-
Bug
-
Resolution: Unresolved
-
Normal
-
None
-
4.18
-
Moderate
-
None
-
False
-
Description of problem:
When the reboot process is broken a MCDRebootError alert should be raised. Nevertheless, the alert is not raise, and the mcp is degraded with a wrong message E1028 17:22:38.515751 45330 writer.go:226] Marking Degraded due to: failed to update OS to quay.io/mcoqe/layering@sha256:c56f19230be27cbc595d9467bcbc227858e097964ac5e5e7e74c5242aaca61e3: error running rpm-ostree rebase --experimental ostree-unverified-registry:quay.io/mcoqe/layering@sha256:c56f19230be27cbc595d9467bcbc227858e097964ac5e5e7e74c5242aaca61e3: error: Old and new refs are equal: ostree-unverified-registry:quay.io/mcoqe/layering@sha256:c56f19230be27cbc595d9467bcbc227858e097964ac5e5e7e74c5242aaca61e3 If the reboot process is fixed the node cannot be recovered and remains stuck reporting the " Old and new refs are equal" error.

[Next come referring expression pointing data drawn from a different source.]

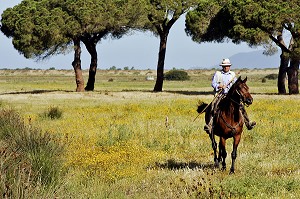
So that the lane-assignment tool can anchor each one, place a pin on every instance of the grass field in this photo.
(125, 141)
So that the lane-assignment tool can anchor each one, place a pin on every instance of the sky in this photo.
(138, 50)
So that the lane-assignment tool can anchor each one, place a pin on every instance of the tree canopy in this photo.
(42, 28)
(253, 21)
(159, 18)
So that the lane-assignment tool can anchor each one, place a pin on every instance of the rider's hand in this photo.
(221, 86)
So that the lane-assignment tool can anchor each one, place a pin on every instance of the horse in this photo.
(228, 121)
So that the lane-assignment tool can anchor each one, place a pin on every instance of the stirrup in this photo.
(251, 125)
(207, 128)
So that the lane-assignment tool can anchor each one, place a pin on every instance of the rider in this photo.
(221, 82)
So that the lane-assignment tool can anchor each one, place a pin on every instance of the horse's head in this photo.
(243, 91)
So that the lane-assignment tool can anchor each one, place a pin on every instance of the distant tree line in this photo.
(42, 28)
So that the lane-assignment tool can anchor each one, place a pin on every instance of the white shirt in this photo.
(222, 78)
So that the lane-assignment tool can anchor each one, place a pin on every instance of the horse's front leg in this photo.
(236, 141)
(214, 146)
(222, 152)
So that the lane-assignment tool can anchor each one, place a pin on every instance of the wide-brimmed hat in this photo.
(225, 62)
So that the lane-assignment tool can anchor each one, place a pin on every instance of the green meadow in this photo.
(125, 141)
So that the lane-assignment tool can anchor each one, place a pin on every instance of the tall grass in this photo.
(30, 159)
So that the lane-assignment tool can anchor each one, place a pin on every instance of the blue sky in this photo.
(139, 50)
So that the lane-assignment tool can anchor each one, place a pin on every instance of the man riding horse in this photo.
(221, 82)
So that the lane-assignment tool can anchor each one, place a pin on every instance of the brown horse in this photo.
(228, 121)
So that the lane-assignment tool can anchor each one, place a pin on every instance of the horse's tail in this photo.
(202, 107)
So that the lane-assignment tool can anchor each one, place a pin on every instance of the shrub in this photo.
(177, 75)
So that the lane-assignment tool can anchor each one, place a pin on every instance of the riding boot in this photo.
(208, 127)
(249, 124)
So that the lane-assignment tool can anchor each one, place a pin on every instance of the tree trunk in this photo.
(91, 47)
(292, 72)
(77, 66)
(284, 63)
(161, 63)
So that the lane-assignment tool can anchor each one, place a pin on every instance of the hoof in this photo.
(216, 165)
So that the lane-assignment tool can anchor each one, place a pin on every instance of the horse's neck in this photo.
(231, 105)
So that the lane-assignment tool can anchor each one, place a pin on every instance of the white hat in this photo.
(225, 62)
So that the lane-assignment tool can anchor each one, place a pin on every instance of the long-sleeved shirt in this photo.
(222, 78)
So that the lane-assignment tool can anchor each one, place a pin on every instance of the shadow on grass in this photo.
(174, 165)
(34, 92)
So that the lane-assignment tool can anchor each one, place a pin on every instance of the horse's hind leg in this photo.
(214, 146)
(236, 141)
(222, 152)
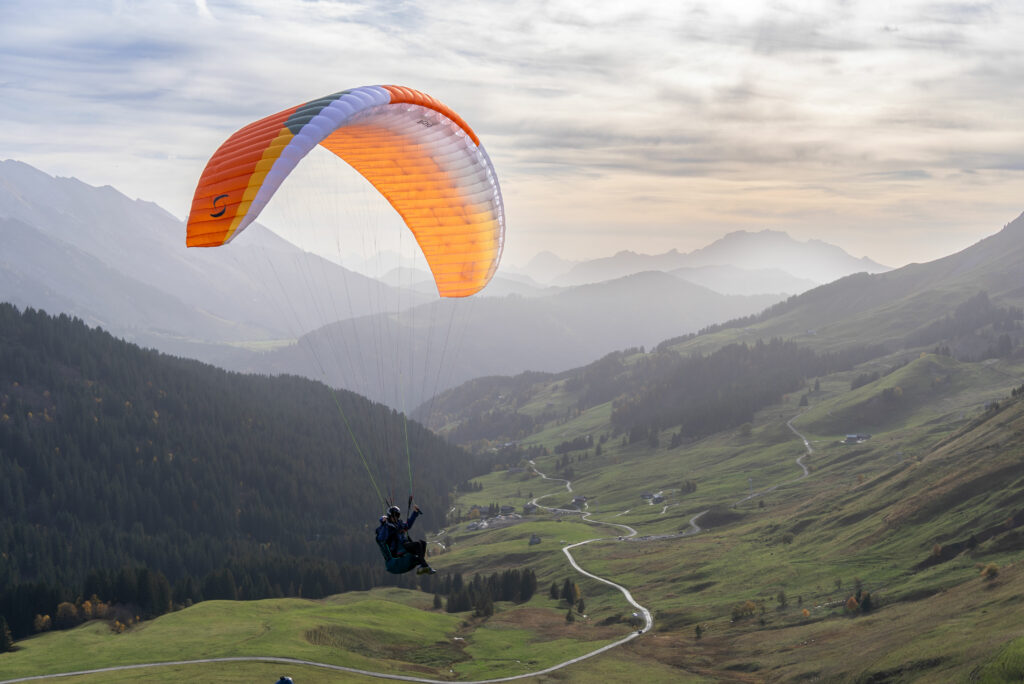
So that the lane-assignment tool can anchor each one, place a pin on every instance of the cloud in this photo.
(713, 112)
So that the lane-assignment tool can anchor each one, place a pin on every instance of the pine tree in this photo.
(5, 639)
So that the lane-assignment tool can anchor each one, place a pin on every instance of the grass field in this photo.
(766, 583)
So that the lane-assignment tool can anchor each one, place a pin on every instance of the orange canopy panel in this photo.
(418, 154)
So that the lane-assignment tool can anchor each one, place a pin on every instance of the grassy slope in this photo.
(938, 469)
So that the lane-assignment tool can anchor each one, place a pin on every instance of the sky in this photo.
(894, 130)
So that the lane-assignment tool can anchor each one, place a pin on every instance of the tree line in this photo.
(113, 457)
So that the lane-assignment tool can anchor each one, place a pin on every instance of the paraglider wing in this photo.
(419, 154)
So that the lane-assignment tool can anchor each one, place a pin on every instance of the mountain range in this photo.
(260, 304)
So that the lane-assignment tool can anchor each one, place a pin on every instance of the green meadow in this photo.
(909, 517)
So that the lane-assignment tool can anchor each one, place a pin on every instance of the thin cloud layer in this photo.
(894, 131)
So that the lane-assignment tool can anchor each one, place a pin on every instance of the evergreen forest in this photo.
(129, 477)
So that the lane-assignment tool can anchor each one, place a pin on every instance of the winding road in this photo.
(642, 610)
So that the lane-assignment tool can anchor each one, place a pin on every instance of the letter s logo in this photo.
(217, 199)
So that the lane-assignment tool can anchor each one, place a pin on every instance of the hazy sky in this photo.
(892, 129)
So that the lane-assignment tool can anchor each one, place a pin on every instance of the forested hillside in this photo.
(118, 462)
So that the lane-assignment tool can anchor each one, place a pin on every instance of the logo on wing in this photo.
(221, 209)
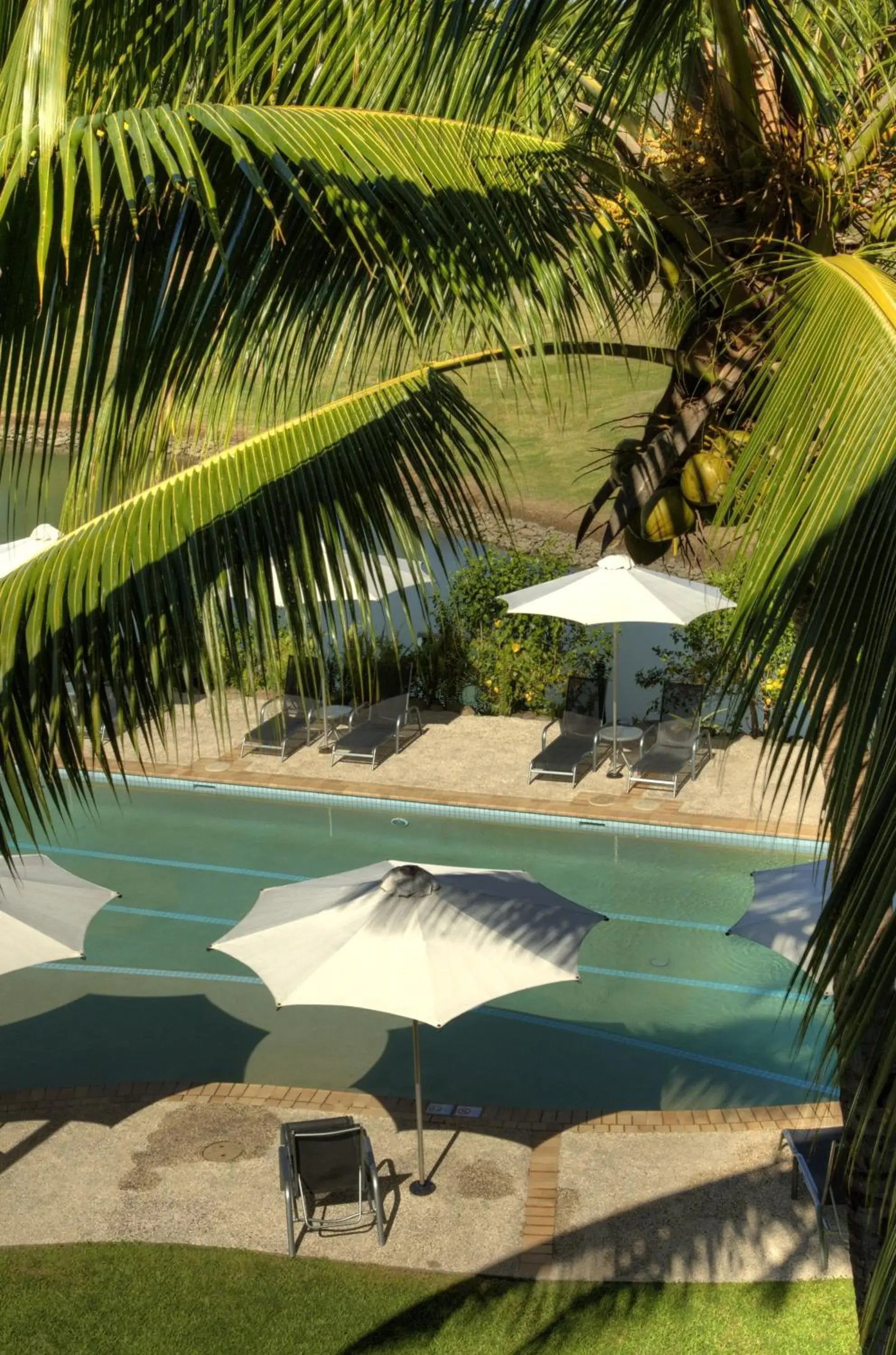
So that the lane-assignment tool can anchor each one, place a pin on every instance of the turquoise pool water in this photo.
(670, 1011)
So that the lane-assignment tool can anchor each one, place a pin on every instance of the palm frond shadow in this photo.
(727, 1213)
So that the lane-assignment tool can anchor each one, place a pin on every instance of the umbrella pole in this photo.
(420, 1186)
(615, 771)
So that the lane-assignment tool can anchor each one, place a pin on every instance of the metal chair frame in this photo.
(802, 1171)
(296, 1197)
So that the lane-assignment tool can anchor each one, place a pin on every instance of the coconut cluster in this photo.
(672, 510)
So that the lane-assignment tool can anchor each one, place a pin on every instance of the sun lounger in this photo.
(112, 706)
(578, 743)
(373, 728)
(326, 1164)
(674, 748)
(285, 723)
(818, 1164)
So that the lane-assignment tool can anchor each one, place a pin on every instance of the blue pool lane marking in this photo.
(666, 922)
(695, 983)
(174, 918)
(151, 973)
(567, 1028)
(296, 880)
(667, 1051)
(585, 969)
(160, 861)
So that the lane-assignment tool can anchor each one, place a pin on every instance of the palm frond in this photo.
(818, 486)
(151, 597)
(270, 242)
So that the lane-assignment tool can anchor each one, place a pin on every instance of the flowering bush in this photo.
(514, 663)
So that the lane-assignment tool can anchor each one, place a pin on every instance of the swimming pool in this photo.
(670, 1013)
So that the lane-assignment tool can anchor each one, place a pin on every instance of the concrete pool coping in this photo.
(498, 1118)
(539, 1252)
(634, 816)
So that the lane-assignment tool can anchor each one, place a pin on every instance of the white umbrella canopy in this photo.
(785, 910)
(423, 942)
(615, 591)
(45, 912)
(14, 553)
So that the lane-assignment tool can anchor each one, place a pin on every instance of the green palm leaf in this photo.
(818, 486)
(273, 242)
(156, 593)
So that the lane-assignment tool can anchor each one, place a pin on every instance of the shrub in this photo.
(699, 649)
(516, 663)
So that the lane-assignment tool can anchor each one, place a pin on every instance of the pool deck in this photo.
(482, 762)
(613, 1198)
(521, 1193)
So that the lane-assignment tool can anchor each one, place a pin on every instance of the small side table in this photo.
(334, 717)
(624, 735)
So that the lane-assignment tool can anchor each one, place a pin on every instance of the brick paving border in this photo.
(228, 770)
(540, 1128)
(82, 1102)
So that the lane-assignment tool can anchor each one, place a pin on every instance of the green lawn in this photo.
(141, 1300)
(554, 442)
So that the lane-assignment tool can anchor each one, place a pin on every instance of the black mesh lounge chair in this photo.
(674, 748)
(286, 723)
(373, 728)
(578, 744)
(328, 1178)
(110, 705)
(818, 1163)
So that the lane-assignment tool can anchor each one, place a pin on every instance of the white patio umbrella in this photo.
(615, 591)
(423, 942)
(14, 553)
(45, 912)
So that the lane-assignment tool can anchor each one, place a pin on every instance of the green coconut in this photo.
(666, 515)
(704, 479)
(643, 552)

Version-Release number of selected component (if applicable):
IPI on AWS: $ oc get clusterversion NAME VERSION AVAILABLE PROGRESSING SINCE STATUS version 4.18.0-0.nightly-2024-10-28-052434 True False 8h Error while reconciling 4.18.0-0.nightly-2024-10-28-052434: an unknown error has occurred: MultipleErrors
How reproducible:
Always
Steps to Reproduce:
1. Enable OCL 2. Break the reboot $ oc debug node/$(oc get nodes -l node-role.kubernetes.io/worker -ojsonpath="{.items[0].metadata.name}") -- chroot /host sh -c "mount -o remount,rw /usr; mv /usr/bin/systemd-run /usr/bin/systemd-run2" Starting pod/sregidor-ver1-w48rv-worker-a-rln2vcopenshift-qeinternal-debug ... To use host binaries, run `chroot /host` 3. Wait for a MCDRebootError to be raised and check that the MCP is degraded with message: "reboot command failed, something is seriously wrong"'
Actual results:
The MCDRebootError alert is not raised and the MCP is degraded with the wrong message - lastTransitionTime: "2024-10-28T16:40:43Z" message: 'Node ip-10-0-51-0.us-east-2.compute.internal is reporting: "failed to update OS to quay.io/mcoqe/layering@sha256:c56f19230be27cbc595d9467bcbc227858e097964ac5e5e7e74c5242aaca61e3: error running rpm-ostree rebase --experimental ostree-unverified-registry:quay.io/mcoqe/layering@sha256:c56f19230be27cbc595d9467bcbc227858e097964ac5e5e7e74c5242aaca61e3: error: Old and new refs are equal: ostree-unverified-registry:quay.io/mcoqe/layering@sha256:c56f19230be27cbc595d9467bcbc227858e097964ac5e5e7e74c5242aaca61e3\n: exit status 1"' reason: 1 nodes are reporting degraded status on sync status: "True" type: NodeDegraded
Expected results:
The alert should be raised and the mcp should be degraded with the right message
Additional info:
If OCL is disabled this functionality works as expected.